Women’s Mental Health Research

The Department of Defense funds research to support female service members’ physical and psychological well-being. Find below a brief overview of some key studies relevant to female service members funded by the Military Operational Medicine Research Program. Given the specific objectives and timelines of the studies, the final study results may not be published for several years.

Posttraumatic stress disorder (PTSD). Begun in 2001, this is the largest longitudinal health study in military history. A total of 61,794 female service members (30.6%; N=201,619) were enrolled in each of the four panels (2001, 2004, 2007, 2011). Psychological studies focus on prior lifetime assault and PTSD, depression, and anxiety; the impact of sexual trauma; maternal depression; disordered eating; and headache disorders. Findings to date include:

  • Women reporting sexual assault while in the military had nearly twice the risk of relapse to unhealthy alcohol use, and women reporting sexual harassment or assault were twice as likely to report poorer mental health.
  • No gender differences were found for the likelihood of developing PTSD among combat and non-combat deployed service members.

Millennium Cohort Family Study. Designed to understand the composition and evaluate the health of military families. Of the 9,872 opposite-sex couples enrolled:  

  • 13 percent of the study couples are female service members with a male spouse.
  • 87 percent of the study couples are male service members with a female spouse; 1,015 (10 percent) of the female spouses served in the military.
  • 18 percent of the study couples are dual military couples.

The Consortium to Alleviate PTSD (CAP). Eleven studies seek to expand the depth and breadth of clinical trials research to determine the most efficacious cognitive-behavioral and novel biomedical treatments for PTSD and related conditions in male and female service members and veterans. Collateral studies will focus on detection, prevention, epidemiology, neurobiology, and genetics to inform the development of new models and novel treatments for PTSD.

Brief Treatment for PTSD: Enhancing Treatment Engagement and Retention. An investigation to determine if written exposure therapy, a brief treatment approach for PTSD, is equally as effective as cognitive processing therapy. The researchers are comparing retention and patient satisfaction between the two therapies and data will be collated to address gender-specific findings if relevant.

Effects of Interpersonal Challenges, Social Support, and Transitions on the Mental Health and Readiness of Lesbian, Gay, and Bisexual (LGB) Military Personnel. A longitudinal qualitative and quantitative study to gain an understanding of interpersonal challenges and support experienced by lesbian, gay, and bi-sexual military personnel compared to heterosexual personnel. Military transitions and readiness are of particular interest to the researchers.

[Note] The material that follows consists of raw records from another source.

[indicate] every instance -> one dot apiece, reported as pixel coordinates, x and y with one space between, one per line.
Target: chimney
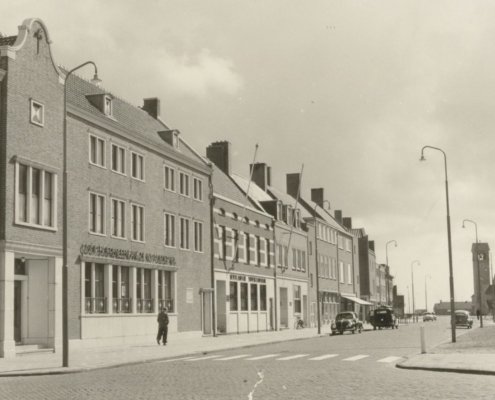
317 195
293 182
348 222
371 245
152 107
219 154
261 174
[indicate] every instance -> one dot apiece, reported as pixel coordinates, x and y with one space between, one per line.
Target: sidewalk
473 353
179 346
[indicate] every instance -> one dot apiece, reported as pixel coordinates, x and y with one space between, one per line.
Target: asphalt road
359 366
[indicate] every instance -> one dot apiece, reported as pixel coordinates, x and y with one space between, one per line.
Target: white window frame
112 218
168 172
32 104
187 222
98 141
43 171
121 159
140 170
142 223
198 242
102 213
197 189
186 177
169 237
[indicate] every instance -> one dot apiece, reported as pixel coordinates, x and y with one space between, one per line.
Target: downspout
212 255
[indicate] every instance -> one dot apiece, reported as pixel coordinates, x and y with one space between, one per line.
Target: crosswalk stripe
389 359
323 357
292 357
204 358
176 359
232 357
355 358
262 357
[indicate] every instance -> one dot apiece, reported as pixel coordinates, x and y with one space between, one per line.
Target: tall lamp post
478 266
412 285
65 288
317 266
451 270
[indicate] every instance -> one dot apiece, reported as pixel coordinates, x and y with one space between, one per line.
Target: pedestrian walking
162 326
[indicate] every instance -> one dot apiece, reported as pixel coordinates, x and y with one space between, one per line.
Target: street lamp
316 264
412 285
451 271
478 266
65 288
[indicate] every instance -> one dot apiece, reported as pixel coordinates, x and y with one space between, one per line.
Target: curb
66 371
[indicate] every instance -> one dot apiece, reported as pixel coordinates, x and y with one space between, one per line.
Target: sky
352 90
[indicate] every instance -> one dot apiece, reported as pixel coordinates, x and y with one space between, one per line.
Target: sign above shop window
128 255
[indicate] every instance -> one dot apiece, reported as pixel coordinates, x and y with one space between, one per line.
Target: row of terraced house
152 223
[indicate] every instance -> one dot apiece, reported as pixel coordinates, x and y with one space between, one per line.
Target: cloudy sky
350 89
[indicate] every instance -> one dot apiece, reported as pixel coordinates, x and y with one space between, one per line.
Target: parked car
429 317
383 317
463 318
346 321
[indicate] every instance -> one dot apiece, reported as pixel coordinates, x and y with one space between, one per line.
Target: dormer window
107 106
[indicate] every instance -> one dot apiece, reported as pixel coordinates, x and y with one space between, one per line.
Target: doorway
284 308
18 312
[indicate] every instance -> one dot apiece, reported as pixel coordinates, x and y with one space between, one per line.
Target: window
184 184
184 233
118 218
118 159
107 106
97 213
297 299
137 166
137 223
96 151
244 296
37 116
233 297
94 288
35 194
254 297
198 236
197 189
262 297
169 177
169 230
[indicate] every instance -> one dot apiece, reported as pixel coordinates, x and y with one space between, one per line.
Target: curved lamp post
317 267
412 286
478 266
451 272
65 288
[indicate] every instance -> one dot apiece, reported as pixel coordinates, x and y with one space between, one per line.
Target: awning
357 300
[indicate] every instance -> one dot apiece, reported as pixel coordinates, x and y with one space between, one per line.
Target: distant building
443 308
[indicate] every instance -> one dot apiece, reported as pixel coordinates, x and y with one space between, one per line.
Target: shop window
254 297
234 306
94 288
262 297
244 296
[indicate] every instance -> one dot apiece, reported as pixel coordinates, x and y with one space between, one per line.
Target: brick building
244 253
138 209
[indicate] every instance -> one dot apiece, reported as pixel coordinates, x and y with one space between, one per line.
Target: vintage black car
463 318
346 321
383 317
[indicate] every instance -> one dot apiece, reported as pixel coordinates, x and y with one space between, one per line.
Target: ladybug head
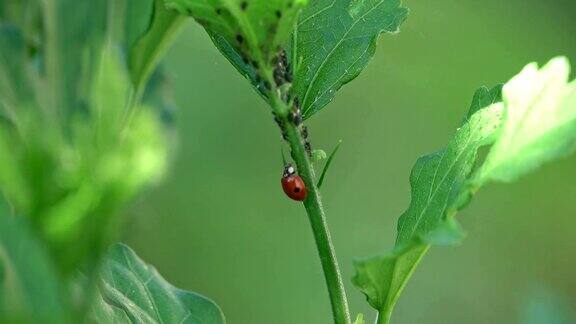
288 170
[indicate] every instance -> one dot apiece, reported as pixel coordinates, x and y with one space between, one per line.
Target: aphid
296 117
304 132
308 148
292 184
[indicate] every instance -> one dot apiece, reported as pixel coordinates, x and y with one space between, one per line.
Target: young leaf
137 289
29 289
146 46
334 41
257 29
14 83
534 124
539 124
438 189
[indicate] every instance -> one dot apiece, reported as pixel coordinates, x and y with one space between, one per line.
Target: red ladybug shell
293 185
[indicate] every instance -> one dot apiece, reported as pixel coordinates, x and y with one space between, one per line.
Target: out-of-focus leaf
146 49
15 88
72 27
257 29
539 124
333 43
360 319
30 288
535 123
137 289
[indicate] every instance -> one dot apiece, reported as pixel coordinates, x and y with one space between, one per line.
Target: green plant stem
315 210
384 318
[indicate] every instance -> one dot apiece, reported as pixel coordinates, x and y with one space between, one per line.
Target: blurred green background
219 224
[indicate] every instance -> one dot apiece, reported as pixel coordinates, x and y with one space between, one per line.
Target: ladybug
293 185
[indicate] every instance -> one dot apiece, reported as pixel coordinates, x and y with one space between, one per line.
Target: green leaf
257 29
535 123
30 288
15 86
438 184
333 43
146 49
68 37
243 66
130 285
539 124
360 319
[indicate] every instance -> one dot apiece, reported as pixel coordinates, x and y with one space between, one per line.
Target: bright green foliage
334 41
438 182
360 319
133 292
29 286
150 29
533 125
539 124
257 29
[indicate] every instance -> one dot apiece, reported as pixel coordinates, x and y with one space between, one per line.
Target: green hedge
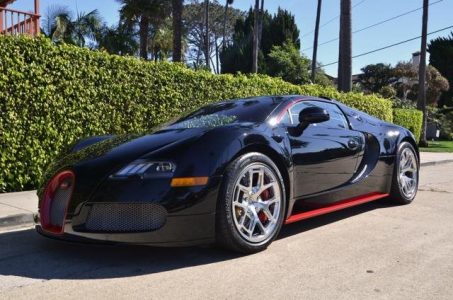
51 96
410 118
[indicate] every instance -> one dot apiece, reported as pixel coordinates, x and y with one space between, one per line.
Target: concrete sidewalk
16 209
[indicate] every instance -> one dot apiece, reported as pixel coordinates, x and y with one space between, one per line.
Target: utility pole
225 16
206 37
255 37
345 51
315 43
421 103
177 6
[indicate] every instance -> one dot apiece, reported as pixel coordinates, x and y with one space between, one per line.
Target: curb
16 220
436 162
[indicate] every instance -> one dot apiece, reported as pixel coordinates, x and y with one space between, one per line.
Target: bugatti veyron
232 172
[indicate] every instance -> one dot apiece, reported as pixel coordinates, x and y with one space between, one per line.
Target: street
375 250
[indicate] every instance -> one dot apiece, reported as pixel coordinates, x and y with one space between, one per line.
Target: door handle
353 144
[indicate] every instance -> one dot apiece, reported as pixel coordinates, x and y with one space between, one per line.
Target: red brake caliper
261 215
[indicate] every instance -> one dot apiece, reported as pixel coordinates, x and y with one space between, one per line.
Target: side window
337 118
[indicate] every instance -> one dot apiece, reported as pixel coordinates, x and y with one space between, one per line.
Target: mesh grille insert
125 217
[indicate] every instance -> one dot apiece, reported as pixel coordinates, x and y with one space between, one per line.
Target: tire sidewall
401 147
226 200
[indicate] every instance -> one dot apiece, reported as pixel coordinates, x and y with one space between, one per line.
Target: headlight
145 168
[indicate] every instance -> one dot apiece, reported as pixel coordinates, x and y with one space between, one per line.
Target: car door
326 154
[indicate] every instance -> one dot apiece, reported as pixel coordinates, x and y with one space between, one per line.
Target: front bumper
188 216
177 231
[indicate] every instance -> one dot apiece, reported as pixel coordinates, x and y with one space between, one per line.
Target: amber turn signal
188 181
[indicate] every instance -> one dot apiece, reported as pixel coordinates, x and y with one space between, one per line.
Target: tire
241 204
405 184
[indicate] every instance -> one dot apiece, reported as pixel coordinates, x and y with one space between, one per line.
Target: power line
330 21
375 24
389 46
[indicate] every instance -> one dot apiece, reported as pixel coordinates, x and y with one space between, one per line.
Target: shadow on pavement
27 254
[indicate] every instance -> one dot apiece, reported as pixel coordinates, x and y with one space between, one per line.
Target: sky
364 13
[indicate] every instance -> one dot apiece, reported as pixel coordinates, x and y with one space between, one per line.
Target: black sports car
232 172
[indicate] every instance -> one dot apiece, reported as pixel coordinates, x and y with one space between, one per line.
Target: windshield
224 113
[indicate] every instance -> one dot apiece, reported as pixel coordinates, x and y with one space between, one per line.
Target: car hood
98 161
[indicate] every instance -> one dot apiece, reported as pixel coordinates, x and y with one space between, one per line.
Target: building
14 21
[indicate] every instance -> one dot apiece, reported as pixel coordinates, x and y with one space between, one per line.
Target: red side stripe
336 206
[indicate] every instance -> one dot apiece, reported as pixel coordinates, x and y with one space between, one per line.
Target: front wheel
405 175
251 204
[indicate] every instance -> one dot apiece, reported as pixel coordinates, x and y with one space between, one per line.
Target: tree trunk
177 7
345 52
225 15
216 55
206 37
421 103
260 26
255 37
143 32
315 43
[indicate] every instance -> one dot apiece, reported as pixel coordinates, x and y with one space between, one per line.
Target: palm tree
177 7
65 28
144 13
118 40
345 51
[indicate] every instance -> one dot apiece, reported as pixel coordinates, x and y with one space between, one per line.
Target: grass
439 146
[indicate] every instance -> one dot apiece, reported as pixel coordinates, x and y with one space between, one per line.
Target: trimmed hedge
412 119
50 96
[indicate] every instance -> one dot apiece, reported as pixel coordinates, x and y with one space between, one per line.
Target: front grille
125 217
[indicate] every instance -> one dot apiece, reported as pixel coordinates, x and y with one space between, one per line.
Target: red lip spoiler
334 207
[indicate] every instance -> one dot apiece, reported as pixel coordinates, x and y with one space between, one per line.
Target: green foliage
409 118
286 62
375 77
52 95
277 30
441 57
388 92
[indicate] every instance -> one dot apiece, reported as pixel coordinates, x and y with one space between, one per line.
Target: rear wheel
405 175
251 204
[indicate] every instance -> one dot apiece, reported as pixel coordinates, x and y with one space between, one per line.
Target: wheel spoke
256 218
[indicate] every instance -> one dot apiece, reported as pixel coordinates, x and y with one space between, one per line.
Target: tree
177 6
193 17
286 62
206 34
63 27
375 76
161 41
256 36
144 13
406 75
276 30
421 103
227 2
441 57
118 40
435 85
345 52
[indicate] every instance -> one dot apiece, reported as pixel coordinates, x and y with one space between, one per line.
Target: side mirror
312 115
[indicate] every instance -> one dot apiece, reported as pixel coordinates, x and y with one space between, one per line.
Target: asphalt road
372 251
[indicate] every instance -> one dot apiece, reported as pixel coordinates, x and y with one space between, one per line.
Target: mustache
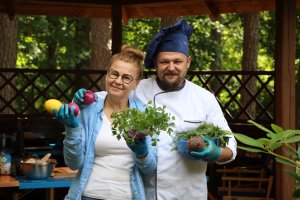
171 73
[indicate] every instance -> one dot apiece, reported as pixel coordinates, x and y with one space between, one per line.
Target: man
180 174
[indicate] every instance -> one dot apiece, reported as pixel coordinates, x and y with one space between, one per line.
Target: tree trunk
298 99
100 46
249 62
8 57
168 21
216 37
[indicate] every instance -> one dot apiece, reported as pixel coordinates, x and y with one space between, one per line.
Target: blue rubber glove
211 153
66 116
79 97
183 150
139 148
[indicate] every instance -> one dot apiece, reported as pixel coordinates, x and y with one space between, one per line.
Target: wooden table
61 178
8 181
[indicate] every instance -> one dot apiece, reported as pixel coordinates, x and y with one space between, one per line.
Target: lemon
51 104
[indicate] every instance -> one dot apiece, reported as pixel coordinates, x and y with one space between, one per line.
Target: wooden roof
133 8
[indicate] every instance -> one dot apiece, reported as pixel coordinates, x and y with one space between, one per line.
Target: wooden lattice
29 88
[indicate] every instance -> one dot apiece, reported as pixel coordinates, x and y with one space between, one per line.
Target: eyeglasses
126 78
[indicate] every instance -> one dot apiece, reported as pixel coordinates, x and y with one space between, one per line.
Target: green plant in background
208 130
276 138
151 121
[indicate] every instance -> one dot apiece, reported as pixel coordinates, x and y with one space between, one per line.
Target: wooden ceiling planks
134 8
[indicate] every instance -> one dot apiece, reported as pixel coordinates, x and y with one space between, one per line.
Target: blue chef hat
171 39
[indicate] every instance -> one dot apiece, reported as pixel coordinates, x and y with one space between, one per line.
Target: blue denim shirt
79 149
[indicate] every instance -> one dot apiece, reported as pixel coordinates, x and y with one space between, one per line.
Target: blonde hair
132 55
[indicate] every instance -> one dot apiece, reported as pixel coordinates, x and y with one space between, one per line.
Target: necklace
114 108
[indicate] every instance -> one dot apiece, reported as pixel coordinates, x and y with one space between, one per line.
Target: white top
179 177
110 174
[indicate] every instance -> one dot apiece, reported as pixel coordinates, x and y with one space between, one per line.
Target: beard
170 86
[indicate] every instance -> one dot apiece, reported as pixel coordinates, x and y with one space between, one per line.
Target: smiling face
115 86
171 69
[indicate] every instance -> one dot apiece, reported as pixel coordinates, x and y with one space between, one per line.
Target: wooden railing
23 91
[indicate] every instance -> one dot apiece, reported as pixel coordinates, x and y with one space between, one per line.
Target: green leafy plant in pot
133 123
276 138
196 143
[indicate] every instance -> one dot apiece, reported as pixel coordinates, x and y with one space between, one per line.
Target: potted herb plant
275 138
195 141
133 123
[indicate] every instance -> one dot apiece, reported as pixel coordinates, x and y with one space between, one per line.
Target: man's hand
66 116
211 153
139 147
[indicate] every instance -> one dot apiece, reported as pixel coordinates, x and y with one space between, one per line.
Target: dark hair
131 55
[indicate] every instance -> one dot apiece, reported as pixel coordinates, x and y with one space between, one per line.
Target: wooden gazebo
126 9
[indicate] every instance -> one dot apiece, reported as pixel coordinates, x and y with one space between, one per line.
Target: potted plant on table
133 123
275 138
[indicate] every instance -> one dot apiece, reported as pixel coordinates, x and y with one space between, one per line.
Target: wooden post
116 26
285 43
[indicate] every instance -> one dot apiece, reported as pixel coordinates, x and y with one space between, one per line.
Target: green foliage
208 130
53 42
151 122
276 137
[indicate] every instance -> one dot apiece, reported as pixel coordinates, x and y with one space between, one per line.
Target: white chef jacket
178 177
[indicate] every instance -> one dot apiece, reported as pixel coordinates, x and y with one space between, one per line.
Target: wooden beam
285 42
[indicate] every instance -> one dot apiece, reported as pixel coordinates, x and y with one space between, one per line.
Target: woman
108 169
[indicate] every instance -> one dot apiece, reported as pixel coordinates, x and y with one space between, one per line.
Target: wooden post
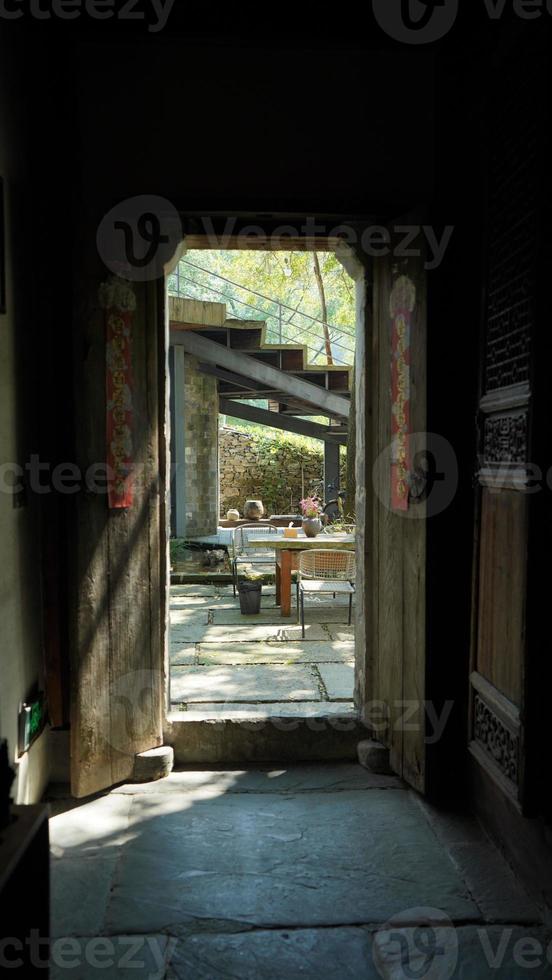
331 470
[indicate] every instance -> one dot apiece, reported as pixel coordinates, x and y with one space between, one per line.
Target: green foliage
285 277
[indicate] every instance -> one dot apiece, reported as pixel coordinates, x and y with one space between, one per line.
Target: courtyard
223 663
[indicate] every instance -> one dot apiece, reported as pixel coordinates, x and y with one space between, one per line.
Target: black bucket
250 597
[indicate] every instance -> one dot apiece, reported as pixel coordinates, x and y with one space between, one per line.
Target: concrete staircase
248 337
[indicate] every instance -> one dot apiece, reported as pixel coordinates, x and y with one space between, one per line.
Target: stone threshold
227 738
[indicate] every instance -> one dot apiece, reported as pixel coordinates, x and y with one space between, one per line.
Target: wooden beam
276 421
206 350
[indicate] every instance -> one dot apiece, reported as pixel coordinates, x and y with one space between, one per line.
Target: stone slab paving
114 958
274 682
208 631
275 653
274 710
195 590
319 871
341 633
293 861
338 679
319 777
194 632
354 953
314 613
182 653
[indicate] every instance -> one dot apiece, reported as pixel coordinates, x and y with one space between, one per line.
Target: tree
290 297
323 306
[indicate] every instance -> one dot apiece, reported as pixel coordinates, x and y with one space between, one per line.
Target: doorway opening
261 360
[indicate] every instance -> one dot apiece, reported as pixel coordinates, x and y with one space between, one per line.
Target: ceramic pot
312 526
253 510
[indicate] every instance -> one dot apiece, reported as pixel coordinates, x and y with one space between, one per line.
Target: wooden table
287 550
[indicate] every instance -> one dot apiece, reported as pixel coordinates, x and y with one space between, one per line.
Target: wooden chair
325 572
243 553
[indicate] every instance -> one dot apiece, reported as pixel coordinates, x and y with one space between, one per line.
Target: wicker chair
243 553
325 572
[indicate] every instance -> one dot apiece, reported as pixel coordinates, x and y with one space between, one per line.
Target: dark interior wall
21 652
240 126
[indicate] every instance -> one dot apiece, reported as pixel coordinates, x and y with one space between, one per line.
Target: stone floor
322 871
226 663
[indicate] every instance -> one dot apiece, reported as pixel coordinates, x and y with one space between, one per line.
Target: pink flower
310 507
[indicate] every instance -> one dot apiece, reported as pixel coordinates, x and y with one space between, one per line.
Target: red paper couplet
403 301
119 406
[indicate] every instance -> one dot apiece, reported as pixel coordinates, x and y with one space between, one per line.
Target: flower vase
312 526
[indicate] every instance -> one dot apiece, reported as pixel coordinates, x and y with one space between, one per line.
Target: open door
392 505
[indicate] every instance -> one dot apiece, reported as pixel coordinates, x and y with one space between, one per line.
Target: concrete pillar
331 470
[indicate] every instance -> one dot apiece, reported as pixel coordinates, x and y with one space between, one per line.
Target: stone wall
265 468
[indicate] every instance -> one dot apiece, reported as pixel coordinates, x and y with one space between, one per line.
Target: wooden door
509 621
391 506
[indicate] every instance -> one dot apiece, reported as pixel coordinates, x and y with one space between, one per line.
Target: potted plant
311 509
249 590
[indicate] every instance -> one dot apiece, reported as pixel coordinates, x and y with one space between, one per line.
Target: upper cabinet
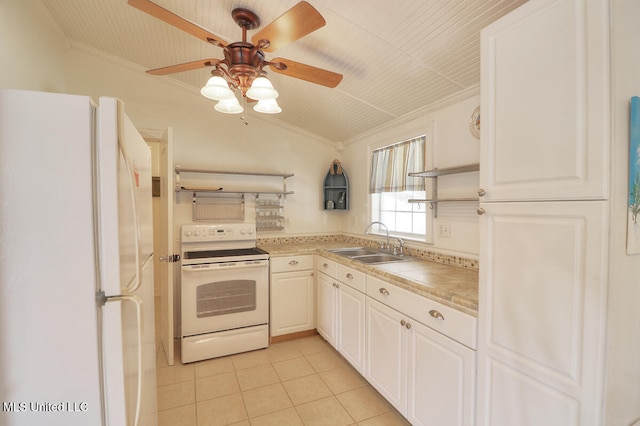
336 188
546 138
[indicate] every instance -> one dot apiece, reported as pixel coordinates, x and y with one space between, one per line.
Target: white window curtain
390 166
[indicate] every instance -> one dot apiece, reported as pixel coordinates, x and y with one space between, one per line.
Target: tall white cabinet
544 182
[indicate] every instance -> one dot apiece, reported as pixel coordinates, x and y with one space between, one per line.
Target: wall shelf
434 174
219 190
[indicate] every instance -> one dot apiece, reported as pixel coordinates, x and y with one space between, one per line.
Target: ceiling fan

U.S. Air Force’s Enhanced Access, Acknowledge, Act Program (EAAA). To increase female Air Force cadets’ resilience and knowledge about sexual assault, all incoming female cadets complete a 12-hour EAAA program. Baseline surveys, surveys at the completion of the course, and follow-up surveys will be analyzed to evaluate cadets’ ability to detect the risk of sexual assault by male acquaintances; cadets’ efficacy in being able to defend themselves if confronted with a sexual assault situation; and cadets’ beliefs in rape myths that may impair recovery from sexual assault.

Combat, Sexual Assault, and Post-traumatic Stress in Operation Iraqi Freedom and Operation Enduring Freedom (OIF/OEF) Military Women. The cross-sectional study seeks to identify organizational, situational, and individual risk factors for physical and sexual assault in women who were active duty members in OIF/OEF by deployment status (deployed to combat-related areas once; deployed to combat-related regions more than once, deployed to non-combat related areas outside of the U.S., or never deployed outside of the U.S.). One hundred female military academy trained officers are included in the sample to study unique officer risk and resiliency factors (N=664). The study will also examine associations between physical and sexual assault during OEF/OIF and current physical and mental health status; identify barriers to DoD, VA and other civilian health services in relationship to women’s deployment and survivor status; and identify and describe differences regarding female survivorship in content, attitudes, and experience.

The Psychological Health Center of Excellence conducted a refresh of the Integrated Mental Health Strategy (IMHS), Strategic Action #28 Task Group’s summary literature review (2013). [ Reference 1 ] Find a summary of the literature review refresh (2010-2016) on the IMHS Literature Review page.

Find additional information on psychological health treatment findings in our Psych Health Evidence Briefs.

Find additional information on identifying and promoting evidence-based psychological health practices in our systematic reviews.

References

  1. VA/DoD Integrated Mental Health Strategy Strategic Action 28 Task Group. (2013). Summary Report of a Systematic Literature Review: Female Mental Health Needs and Military Sexual Trauma, Assault, and Harassment among Military Service Members and Veterans of Both Genders.